Our Historical Markers across Nebraska highlight fascinating moments and places in our state’s past. Today we’re focusing on a small marker that tells a big story: the German P.O.W. camps out at Fort Robinson during World War II.
Marker Text
This camp, constructed to house three thousand men, received the first German prisoners of war in June 1943. Most of the soldiers were members of the Afrika Korps. The prisoners were allowed to work on farms and ranches in the area and received a wage guaranteed by the Geneva Convention. Their labor was boon to Nebraska’s war-depleted agricultural work force. This camp closed in September, 1945, but some former prisoners found sponsors among their captors and returned to become U.S. citizens.
Marker Location
Rural Crawford, Dawes County; View this marker’s location
Additional Information
Background
During World War II, Fort Robinson was the site of an internment camp for German prisoners of war. The Fort Robinson camp was one of three prisoner of war camps in the State of Nebraska. Approximately 425,000 Axis soldiers came to America as prisoners of war during the Second World War (1939-1945). The prisoners were held at 126 camps across the country where they were used as workers, helping to fill the employment void left by American soldiers fighting abroad.
The War Comes to Nebraska
World War II was fought on battlefields in Europe, Africa and the Pacific, where thousands of soldiers and civilians fought and died. Nebraska, however, was shielded from the scourge of war by the large distance between it and the fighting.
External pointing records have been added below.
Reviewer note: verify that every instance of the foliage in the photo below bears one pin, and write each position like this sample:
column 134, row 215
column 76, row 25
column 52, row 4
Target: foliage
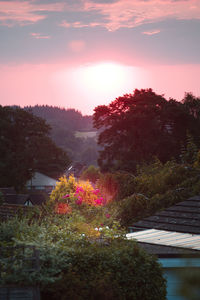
column 65, row 123
column 1, row 198
column 92, row 173
column 73, row 267
column 85, row 206
column 130, row 124
column 189, row 152
column 155, row 186
column 190, row 283
column 25, row 147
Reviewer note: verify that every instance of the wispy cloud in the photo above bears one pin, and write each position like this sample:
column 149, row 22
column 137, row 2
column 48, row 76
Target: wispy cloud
column 79, row 24
column 132, row 13
column 40, row 36
column 151, row 32
column 25, row 12
column 111, row 14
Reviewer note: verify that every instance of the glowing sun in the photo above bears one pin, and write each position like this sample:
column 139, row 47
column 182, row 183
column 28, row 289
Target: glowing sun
column 106, row 76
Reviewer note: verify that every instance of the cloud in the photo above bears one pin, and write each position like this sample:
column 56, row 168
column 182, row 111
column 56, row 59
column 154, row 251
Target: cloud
column 132, row 13
column 151, row 32
column 25, row 12
column 76, row 45
column 78, row 24
column 39, row 36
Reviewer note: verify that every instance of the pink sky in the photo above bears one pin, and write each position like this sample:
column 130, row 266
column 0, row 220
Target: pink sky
column 48, row 48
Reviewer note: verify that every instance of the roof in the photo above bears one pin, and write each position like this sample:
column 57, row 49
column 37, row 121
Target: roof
column 19, row 199
column 40, row 179
column 37, row 199
column 182, row 217
column 167, row 238
column 6, row 191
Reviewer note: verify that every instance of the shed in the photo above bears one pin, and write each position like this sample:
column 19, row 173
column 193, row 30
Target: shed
column 40, row 181
column 173, row 235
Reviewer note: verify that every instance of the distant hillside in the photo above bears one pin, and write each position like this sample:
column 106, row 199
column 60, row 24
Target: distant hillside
column 70, row 119
column 71, row 131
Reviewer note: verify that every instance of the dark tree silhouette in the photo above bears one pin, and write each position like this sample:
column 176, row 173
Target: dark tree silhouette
column 139, row 126
column 25, row 147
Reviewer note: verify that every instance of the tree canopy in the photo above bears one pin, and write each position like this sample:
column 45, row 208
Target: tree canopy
column 136, row 127
column 25, row 147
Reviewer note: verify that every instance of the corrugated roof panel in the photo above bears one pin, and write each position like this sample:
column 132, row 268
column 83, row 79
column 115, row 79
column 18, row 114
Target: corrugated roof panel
column 167, row 238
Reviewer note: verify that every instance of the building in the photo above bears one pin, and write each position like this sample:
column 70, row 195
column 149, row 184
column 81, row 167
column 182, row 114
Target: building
column 173, row 235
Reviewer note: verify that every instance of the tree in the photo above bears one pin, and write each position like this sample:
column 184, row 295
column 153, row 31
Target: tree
column 139, row 126
column 25, row 147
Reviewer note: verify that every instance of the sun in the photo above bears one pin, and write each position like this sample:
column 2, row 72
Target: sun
column 107, row 76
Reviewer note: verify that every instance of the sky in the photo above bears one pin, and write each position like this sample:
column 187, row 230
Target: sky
column 84, row 53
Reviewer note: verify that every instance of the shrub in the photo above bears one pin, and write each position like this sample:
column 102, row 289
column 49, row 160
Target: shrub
column 92, row 174
column 74, row 267
column 119, row 270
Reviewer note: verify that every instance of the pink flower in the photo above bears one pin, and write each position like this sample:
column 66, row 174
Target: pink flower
column 96, row 191
column 107, row 216
column 79, row 189
column 79, row 201
column 98, row 201
column 66, row 196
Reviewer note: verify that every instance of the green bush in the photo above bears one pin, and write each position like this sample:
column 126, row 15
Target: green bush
column 92, row 174
column 74, row 267
column 119, row 270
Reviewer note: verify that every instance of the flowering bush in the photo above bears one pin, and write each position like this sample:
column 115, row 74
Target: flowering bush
column 84, row 206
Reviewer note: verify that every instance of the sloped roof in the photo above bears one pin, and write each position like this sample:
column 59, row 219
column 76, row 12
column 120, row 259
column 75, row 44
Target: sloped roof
column 40, row 179
column 37, row 199
column 167, row 238
column 6, row 191
column 19, row 199
column 182, row 217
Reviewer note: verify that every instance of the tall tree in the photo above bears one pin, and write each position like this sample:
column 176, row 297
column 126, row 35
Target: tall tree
column 141, row 125
column 25, row 147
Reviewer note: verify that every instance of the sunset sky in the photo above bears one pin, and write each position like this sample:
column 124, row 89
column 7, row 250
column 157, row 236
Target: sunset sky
column 83, row 53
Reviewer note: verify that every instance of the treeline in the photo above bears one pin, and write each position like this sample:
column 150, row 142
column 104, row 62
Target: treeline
column 70, row 119
column 65, row 123
column 25, row 147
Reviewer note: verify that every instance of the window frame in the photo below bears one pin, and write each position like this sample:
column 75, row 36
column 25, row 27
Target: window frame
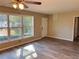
column 21, row 28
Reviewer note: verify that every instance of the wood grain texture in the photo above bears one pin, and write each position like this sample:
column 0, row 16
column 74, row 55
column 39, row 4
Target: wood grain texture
column 47, row 48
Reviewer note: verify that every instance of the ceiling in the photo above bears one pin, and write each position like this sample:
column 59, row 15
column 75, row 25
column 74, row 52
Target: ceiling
column 49, row 6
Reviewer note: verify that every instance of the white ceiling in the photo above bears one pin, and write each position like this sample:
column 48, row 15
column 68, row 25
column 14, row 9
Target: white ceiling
column 50, row 6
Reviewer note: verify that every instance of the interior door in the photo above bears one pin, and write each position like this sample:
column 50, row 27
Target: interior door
column 44, row 26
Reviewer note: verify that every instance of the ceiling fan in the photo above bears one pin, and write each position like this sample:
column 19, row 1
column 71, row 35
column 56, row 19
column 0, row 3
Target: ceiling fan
column 21, row 4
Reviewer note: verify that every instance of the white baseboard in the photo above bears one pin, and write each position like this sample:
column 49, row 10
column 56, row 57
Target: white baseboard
column 1, row 49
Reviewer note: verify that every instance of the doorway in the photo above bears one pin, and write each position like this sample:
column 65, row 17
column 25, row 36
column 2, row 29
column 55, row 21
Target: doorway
column 44, row 26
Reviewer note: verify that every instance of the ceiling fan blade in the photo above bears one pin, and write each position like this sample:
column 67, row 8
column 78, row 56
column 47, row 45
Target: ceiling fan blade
column 33, row 2
column 25, row 5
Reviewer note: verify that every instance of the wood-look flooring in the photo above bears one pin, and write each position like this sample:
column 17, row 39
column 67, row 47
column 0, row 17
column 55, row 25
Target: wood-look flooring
column 46, row 48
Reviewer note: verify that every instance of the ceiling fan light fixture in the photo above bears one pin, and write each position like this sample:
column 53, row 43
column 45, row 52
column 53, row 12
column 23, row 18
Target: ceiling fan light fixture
column 21, row 6
column 15, row 5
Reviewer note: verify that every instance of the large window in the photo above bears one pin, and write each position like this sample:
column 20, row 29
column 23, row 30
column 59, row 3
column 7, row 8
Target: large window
column 14, row 26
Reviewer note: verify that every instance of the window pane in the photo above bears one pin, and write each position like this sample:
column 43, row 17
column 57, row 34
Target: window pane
column 3, row 34
column 3, row 21
column 15, row 21
column 15, row 32
column 28, row 25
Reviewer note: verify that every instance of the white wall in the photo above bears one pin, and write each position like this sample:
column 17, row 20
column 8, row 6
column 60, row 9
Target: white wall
column 61, row 25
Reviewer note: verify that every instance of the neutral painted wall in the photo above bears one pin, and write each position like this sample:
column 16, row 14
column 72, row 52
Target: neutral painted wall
column 61, row 25
column 37, row 26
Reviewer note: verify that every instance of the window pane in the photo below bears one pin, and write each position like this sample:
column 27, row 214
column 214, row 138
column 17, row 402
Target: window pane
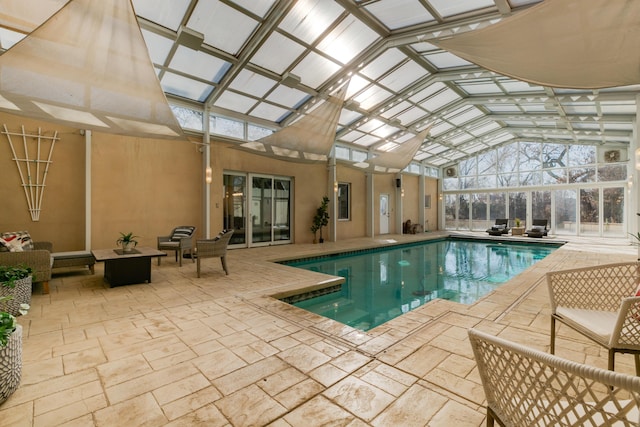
column 612, row 173
column 589, row 211
column 565, row 211
column 343, row 200
column 613, row 209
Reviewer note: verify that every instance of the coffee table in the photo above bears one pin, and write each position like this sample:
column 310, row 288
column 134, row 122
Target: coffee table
column 127, row 268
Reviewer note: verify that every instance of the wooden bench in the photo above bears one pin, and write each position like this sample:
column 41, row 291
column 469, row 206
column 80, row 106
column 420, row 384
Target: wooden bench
column 74, row 259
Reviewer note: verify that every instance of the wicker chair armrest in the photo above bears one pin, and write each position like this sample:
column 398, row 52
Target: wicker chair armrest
column 47, row 246
column 598, row 288
column 626, row 333
column 524, row 386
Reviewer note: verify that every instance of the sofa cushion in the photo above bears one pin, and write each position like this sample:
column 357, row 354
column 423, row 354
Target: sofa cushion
column 16, row 241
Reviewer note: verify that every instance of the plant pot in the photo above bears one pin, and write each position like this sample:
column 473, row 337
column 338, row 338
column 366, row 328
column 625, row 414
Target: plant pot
column 11, row 364
column 128, row 247
column 21, row 294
The war became less of an abstraction and more of a reality for Nebraskans in November of 1942, when the military decided to build a prisoner of war camp at Fort Robinson.
The Camp
The first compound created for the camp had a capacity of about a thousand men. Later, two other compounds were built to raise capacity to 3000. Several hundred guards, interpreters and other personnel also lived at the camp. On November 19, 1943, the first round of prisoners arrived at the camp. 600 in number, these soldiers had been in Field Marshall Rommel’s Afrika Korps. The camp population remained at about this level until the invasion of Normandy in June of 1944. By December of that year, the camp was at full capacity. All of the prisoners were from the German army until 1945, when the camp was switched to a naval camp. Some prisoners at the camp worked at farms and ranches while others helped with the horses and mules in camp. (Fort Robinson was the world’s largest remount depot. A remount depot took care of the horses and mules needed by the military.) They received a salary for their work, as per the Geneva Convention.
De-Nazifying
While most of the prisoners were conscripts, about 30 percent were Nazis or Nazi sympathizers. This created problems at the camp. While the Nazis made sure the camp was well-run to please their American captors, they were unsurprisingly discriminatory, mistreating Austrian-born soldiers and perceived traitors. Otto Ludwig was abused by his comrades after he said, “If we win the war, I will never return to Germany, if we loose [sic] it I will ‘deliver the Nazis to the knife.” He was later moved to another camp for his protection. These incidents affirmed the need for “re-education” programs to “de-Nazify” prisoners. The Fort Robinson POW camp was part of the top-secret Intellectual Diversion Program, whose goal was to expose the prisoners to “the facts of American history, the workings of democracy and the contributions made to America by peoples of all national origins.” Since the Geneva Convention banned showing propaganda to prisoners, the program presented entertainment materials that subtly promoted American values. The theater at the camp screened, among other things, movies starring Marlene Dietrich, a famous German star who had moved to America, and intellectual films about American life. Prisoners were not forced to watch these films, so attendance was not usually high. The only films that required attendance were films showing Nazi atrocities, which were shown after Germany surrendered. The effects of the program are unknown. Each prisoner in an American POW camp saw about 30 films while in camp.
The End of the War
Germany surrendered in May of 1945. The last prisoners left the camp in May of 1946. Some of them returned to America and became American citizens.